Крупные серебристо‑синие сливы покупали ведрами, мыли, ставили на стол в кухне и вынимали косточки. Какое удовольствие мне доставляло это занятие! Мама приходила на кухню только для того, чтобы удостовериться, достаточно ли положено сахара, хорошо ли сварено, хорош ли цвет. Готовое повидло хранили в больших глиняных сосудах — макотрах, сверху закрытых пергаментной бумагой, которая обвязывалась шпагатиком. Когда зимой открывали макотру, то вкус и аромат содержимого передать невозможно!

Касательно медицинского обслуживания, выражаясь современным языком, могу сказать, что в каждой семье нашего уровня был свой домашний врач. Нашу семью пользовал старый опытный фельдшер по фамилии Сула. Я была уверена, что его зовут Фельдшерсула.

Главными лекарствами были касторка, чай с малиной, полоскание горла борной кислотой. От «нервов» лечили бромом и валерианой. Вероятно, в городе были платные лечебницы и городские больницы для бедных, но об этом я ничего сказать не могу. Рожали дома, приглашалась акушерка, а если нужно было, то и врач. Родильницу долго держали в постели, кормили куриным бульоном. Младенца пеленали, заворачивали в свивальник, иногда брали кормилицу. Мать наша кормила детей сама.

Умирали от разрыва сердца, от чахотки, воспаления легких, родильной горячки. Потом появилась инфлюэнца, в 1918 году я помню «испанку». Вообще, спектр болезней был не столь обширен, лекарства проще, но, как мне кажется, больных было меньше.

В заключение этой главы приведу несколько цифр, сохранившихся в памяти со слов матери.

В начале своей служебной деятельности отец получал 1200, а позднее — 1500 рублей в год. На Пасху и Рождество полагались наградные, за вечерние занятия во время составления годового отчета выплачивалось дополнительное вознаграждение. Иногда вечерами отец работал дома, давал частные уроки.

Судя по тому, как настойчиво протестовал отец против заработков матери, что, по его мнению, принижало его роль как главы семьи, надо думать, что мама зарабатывала не меньше, чем он. Определить доходные статьи бюджета, выражаясь казенным языком, не могу. Никаких разговоров о долгах, займах и другом не помню. Должно быть, родители «протягивали ножки по одежке».

Обратимся к расходным статьям бюджета, да простят мне читатели столь суконный язык. Квартирная плата составляла 600 рублей в год. Кухарка получала 12 рублей в месяц, не считая обязательных подарков.

«Око» яиц на базаре стоило 3,5 копейки. («Око» — старинная украинская мера — 99 штук.) Фунт говядины — 4 копейки. Кухарке на закупку провизии в лавках и на базаре давали 2 рубля. На эти деньги она приносила полную корзину, за ней шел дворник и нес овощи и фрукты.

Деликатесы обычно покупал отец, заходя по пути со службы домой в гастрономические магазины. Ветчина, сыр, дунайские сельди, маслины, до которых мать была большая охотница, были завернуты в красивые пакетики и завязаны ленточкой.

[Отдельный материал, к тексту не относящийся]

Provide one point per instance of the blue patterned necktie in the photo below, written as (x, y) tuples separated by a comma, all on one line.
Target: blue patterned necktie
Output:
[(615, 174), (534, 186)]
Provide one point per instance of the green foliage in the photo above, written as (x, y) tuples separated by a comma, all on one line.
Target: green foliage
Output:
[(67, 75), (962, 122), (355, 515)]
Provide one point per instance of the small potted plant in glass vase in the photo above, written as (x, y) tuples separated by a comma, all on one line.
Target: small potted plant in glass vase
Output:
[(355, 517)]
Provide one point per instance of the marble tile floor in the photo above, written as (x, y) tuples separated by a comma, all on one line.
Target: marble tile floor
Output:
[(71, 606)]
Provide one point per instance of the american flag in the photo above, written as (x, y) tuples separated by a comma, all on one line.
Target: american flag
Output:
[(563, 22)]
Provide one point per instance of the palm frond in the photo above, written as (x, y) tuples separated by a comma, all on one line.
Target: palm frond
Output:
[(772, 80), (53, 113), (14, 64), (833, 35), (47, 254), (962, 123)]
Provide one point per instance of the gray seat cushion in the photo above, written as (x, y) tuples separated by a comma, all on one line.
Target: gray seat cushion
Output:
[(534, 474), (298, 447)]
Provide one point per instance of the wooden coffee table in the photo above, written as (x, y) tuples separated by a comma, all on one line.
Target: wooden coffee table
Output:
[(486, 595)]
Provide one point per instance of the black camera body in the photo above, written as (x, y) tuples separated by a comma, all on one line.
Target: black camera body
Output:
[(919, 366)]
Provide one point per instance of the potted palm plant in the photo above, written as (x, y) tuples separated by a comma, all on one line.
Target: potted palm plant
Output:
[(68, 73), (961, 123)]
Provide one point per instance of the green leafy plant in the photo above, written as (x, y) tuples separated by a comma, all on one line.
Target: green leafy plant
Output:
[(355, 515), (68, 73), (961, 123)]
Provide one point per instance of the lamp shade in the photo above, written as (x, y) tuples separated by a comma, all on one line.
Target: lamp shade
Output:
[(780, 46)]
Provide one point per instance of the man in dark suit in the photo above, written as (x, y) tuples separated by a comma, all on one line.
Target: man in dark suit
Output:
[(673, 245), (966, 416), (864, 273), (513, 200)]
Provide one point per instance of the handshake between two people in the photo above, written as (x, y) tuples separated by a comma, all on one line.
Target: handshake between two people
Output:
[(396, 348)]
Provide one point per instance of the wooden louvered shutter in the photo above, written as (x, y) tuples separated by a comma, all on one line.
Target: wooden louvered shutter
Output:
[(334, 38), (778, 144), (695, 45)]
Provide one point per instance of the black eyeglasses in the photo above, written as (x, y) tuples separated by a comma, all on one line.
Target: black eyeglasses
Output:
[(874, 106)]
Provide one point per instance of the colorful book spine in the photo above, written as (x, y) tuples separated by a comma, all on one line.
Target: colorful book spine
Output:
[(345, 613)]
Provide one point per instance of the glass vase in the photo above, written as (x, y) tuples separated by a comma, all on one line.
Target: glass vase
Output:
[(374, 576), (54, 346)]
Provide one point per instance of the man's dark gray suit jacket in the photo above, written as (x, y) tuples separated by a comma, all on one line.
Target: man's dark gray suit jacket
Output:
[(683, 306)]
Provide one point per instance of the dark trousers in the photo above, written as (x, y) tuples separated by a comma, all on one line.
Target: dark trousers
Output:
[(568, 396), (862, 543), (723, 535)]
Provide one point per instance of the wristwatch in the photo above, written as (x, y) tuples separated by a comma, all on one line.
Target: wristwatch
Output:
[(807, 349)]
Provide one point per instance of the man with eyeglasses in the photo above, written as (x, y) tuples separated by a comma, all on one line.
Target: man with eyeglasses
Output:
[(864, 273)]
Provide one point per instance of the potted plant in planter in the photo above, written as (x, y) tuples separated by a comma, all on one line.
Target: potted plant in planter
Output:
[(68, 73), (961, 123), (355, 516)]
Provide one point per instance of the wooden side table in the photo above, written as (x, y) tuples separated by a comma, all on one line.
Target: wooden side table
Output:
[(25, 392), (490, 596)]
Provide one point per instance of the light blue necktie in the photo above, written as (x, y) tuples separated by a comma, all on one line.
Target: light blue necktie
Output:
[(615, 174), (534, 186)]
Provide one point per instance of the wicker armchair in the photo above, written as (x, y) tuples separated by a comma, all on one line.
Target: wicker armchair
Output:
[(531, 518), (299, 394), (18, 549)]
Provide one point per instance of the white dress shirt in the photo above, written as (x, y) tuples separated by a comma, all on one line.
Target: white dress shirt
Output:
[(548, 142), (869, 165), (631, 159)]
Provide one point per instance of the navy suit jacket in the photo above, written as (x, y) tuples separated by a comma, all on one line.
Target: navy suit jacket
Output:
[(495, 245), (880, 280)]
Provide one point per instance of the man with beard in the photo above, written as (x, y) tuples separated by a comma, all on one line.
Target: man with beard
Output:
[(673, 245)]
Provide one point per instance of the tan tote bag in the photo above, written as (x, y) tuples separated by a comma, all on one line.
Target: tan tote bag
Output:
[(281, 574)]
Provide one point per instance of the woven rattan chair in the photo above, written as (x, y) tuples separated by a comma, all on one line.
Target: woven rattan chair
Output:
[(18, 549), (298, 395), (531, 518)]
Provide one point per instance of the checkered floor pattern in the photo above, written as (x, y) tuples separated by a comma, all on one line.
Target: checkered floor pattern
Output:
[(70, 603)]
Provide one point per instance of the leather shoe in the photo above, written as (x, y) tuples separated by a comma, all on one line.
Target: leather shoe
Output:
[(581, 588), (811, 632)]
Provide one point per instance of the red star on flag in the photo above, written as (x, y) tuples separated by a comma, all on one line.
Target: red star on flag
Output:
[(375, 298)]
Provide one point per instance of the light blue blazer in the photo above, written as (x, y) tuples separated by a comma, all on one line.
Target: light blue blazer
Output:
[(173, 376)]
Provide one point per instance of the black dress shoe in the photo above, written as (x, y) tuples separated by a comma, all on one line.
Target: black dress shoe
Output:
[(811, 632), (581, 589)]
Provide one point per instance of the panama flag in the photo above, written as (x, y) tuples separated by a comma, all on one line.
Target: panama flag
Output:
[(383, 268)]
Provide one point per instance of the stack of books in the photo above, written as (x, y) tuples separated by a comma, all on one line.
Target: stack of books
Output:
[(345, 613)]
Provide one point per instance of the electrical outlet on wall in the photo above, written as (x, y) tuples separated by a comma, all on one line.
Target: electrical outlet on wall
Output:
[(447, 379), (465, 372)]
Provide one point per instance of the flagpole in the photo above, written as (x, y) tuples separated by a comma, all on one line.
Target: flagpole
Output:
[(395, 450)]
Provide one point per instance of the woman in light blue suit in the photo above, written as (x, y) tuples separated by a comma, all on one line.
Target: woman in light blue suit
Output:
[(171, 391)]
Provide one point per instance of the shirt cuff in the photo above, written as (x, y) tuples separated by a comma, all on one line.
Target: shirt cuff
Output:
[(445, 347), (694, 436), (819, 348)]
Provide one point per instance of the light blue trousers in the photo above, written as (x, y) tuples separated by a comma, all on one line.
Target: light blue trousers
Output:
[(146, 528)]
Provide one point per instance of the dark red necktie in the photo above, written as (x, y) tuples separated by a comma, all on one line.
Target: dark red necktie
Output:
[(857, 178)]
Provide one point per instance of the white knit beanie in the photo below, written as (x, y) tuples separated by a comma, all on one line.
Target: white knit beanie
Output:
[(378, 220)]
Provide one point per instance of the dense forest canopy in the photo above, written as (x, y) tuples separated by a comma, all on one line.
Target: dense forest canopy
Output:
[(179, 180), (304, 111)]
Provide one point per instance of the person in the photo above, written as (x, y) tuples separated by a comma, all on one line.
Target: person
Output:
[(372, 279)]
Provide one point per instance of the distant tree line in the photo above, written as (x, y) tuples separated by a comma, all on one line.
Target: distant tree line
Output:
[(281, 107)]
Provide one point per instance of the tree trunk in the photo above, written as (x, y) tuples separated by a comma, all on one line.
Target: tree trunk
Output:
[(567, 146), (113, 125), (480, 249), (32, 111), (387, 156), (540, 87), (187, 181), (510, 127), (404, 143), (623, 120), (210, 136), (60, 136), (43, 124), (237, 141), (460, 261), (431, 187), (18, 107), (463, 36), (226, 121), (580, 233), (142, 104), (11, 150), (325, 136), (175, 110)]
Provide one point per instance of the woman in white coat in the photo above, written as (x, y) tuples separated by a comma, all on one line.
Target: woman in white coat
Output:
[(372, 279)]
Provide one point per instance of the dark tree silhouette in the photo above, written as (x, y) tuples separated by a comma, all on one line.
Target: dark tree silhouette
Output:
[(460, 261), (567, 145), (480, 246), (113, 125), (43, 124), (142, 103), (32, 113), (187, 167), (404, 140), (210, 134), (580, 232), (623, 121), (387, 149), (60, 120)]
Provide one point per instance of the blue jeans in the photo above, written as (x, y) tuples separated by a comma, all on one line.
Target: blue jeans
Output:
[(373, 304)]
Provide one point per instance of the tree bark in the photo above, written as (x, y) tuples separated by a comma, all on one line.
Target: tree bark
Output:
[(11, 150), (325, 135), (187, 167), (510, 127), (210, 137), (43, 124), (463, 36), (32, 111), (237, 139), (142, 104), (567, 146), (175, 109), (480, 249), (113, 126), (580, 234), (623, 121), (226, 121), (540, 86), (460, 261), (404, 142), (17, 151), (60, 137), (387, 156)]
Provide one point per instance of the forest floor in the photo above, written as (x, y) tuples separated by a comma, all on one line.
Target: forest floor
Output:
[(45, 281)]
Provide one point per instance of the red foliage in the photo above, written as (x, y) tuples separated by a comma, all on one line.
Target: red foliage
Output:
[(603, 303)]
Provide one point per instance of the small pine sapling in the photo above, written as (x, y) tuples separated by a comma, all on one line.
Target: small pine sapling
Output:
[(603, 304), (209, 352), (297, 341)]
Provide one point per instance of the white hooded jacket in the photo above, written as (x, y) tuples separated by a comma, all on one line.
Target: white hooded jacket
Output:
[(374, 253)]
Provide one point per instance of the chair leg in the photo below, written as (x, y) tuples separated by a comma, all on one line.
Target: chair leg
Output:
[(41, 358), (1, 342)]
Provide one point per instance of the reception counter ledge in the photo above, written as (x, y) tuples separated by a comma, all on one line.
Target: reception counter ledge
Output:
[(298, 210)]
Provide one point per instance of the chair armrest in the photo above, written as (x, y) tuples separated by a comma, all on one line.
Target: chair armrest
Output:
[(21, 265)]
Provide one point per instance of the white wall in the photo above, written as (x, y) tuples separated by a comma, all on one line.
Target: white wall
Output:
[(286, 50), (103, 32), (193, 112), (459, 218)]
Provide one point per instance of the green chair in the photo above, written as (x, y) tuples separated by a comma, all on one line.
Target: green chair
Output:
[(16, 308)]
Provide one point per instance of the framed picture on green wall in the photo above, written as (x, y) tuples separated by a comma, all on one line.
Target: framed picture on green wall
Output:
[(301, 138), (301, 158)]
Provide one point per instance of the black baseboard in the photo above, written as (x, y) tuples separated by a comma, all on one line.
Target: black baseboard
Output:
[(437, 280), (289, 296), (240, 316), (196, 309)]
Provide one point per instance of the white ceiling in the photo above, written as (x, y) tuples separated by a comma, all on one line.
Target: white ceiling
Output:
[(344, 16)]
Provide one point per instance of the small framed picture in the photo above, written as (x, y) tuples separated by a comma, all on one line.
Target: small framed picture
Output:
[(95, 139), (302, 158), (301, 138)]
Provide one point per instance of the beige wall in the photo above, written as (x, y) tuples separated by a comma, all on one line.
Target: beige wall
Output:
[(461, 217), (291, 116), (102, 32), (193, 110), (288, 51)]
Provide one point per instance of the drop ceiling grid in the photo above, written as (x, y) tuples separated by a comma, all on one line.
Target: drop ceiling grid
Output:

Конфет, шоколада и других сладостей детям давали мало, опасаясь порчи зубов и золотухи.

Дворник, подходивший поздравить с праздником, кроме угощения получал рубль на чай.

Пара хорошей обуви стоила 6–10 рублей. На одежду родители тратили много, в пределах своих возможностей.

Драгоценностей у матери не было, но дорогая каракулевая шуба, модные золотые дамские часики, кольца я помню.

Ездили ли они на курорты? Помню, один раз мама ездила, а мы оставались с отцом и Юлией, младшей сестрой отца.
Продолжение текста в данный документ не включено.